34: Instruction Set Architectures

Nov 14, 2023

After a quick few drinks at the bar in celebration of how far we’ve come, let’s get back to work. We are still nowhere near the modern computer.

This next article is about deciding what instructions to include in a processing unit in general, and not just the central processing unit. An Instruction Set Architecture (ISA) may sound scary, as would any phrase with the word “architecture” in it, but do not be alarmed just yet. Truly understanding the architectures of instruction sets is not trivial, but it usually is also not necessary, especially because the architectures, in part, have to do with how much physical space is available on a CPU/ASIC and what instructions are needed.

Simply put, an instruction specifies a circuit to be run, by some bit combination, for example, 92 (1011010). The circuit can be some operation such as a SHIFT, an ADD, a memory MOVE operation, or any other thing a processing unit can execute. Using a little math, we know that from 8 bit instructions, one can construct 2⁸=256 different numbers, meaning that a computer with 8-bit instructions can only contain up to 256 unique circuits that it can execute. The whole set of possible instructions one can execute, created via digital circuit design, is known as an instruction set architecture.

An 8-bit processor, as one might hear, however, does not mean that the ISA has opcodes (operation codes) of length 8. Instead, this number refers to the size of the registers within the CPU.

Given that the register with which we are working has a pre-specified number of bits that can fit into it, if you tried to run a (binary) program that includes instructions that include more bits than the register has space for, it would be impossible to execute on such a processor. An instruction that requires 16 bits to express the circuit needing running, clearly won’t be able to be executed on a register with only 8 bits.

Unfortunately, going the other way usually also doesn’t work. Suppose one had a 16-bit processor instead of an 8-bit one.

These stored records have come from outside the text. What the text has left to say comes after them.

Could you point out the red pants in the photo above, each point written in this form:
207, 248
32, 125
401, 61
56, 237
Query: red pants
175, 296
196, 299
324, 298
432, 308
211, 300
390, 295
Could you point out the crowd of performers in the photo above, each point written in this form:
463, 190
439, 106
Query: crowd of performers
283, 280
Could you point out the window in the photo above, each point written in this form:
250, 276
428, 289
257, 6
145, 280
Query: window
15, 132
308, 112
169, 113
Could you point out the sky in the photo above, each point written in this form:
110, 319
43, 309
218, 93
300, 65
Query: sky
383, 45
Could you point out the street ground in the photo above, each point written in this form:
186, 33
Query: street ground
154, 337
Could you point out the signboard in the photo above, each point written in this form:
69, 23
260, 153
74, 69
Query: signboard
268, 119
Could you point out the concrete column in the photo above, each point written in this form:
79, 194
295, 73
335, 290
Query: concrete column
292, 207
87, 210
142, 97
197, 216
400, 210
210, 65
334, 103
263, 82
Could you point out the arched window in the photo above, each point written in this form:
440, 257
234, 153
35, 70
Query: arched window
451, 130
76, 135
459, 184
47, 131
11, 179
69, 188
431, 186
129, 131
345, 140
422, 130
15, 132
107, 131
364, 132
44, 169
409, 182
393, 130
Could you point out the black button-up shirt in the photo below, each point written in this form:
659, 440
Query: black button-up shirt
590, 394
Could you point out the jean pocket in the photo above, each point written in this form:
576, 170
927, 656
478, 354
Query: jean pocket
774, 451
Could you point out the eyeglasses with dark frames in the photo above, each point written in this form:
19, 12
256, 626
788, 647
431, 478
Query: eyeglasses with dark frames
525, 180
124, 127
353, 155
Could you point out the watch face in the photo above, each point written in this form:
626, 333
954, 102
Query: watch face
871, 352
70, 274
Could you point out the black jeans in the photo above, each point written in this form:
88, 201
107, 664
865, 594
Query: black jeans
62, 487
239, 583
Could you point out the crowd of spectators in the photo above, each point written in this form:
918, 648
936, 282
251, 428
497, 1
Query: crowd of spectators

One can fit 8-bit instructions into a 16-bit slot of SRAM, but the sets of opcodes do not necessarily build on each other, i.e., they can be completely different. 16-bit architectures are not necessarily only extensions of 8-bit ones (and usually aren’t) but have instructions that are equivalent to the 8-bit ISAs and require 16 bits to call, as they are numbered in different ways.

A few common registers (read: SRAM memory locations) inside a 32-bit processor, with corresponding names. Depending on the operation needed to perform, data is moved in 8, 16 or 32 bit chunks. To know more about what each of them do, one will have to either consult a textbook on the matter, or read the reference manual of x86.

For example, a simple “ADD” operation might be denoted by the opcode 1100 0110 in the 8-bit ISA, but the same instruction might have the opcode 1001 0010 1010 0101 in the 16-bit ISA, which is unspecifiable in 8 bits. If tried to be executed*, the processor will execute the wrong instructions and won’t execute the intended program. This is one of the main reasons why old programs do not function on more modern computers.

One can still usually get the program running by using what’s known as an emulator or a virtual machine (these are software that simulates some given system). The lower bit number instruction might not exist on the high number bit processor, but if one has a 16-bit architecture and wants to run an 8-bit ISA, one can usually map the 8-bit ISA to instructions of the 16-bit ISA, and vice-versa. This way, whenever the emulator wants to execute an instruction, the instruction is “translated” to a 16-bit instruction before being executed.

Running an emulator is usually a tiresome activity, which is why most software, for this reason, has multiple versions of their software in different instruction set formats (16-bit, 32-bit, 64-bit, etc.) so that one can always download/install the software with the correct ISA for one’s computer.

So we can, in theory, run 8-bit programs on 16-bit processors if every instruction of the processor exists in some shape or form in the 16-bit ISA. We could, in theory, “translate” a 16-bit ISA program to an 8-bit processor if all instructions exist on that processor. This is usually not the case, hence why in principle, you cannot run a higher number ISA with a lower number ISA. Even with ISAs with the same length architecture, two programs with the same length opcode, written for different processors, also cannot run without an emulator.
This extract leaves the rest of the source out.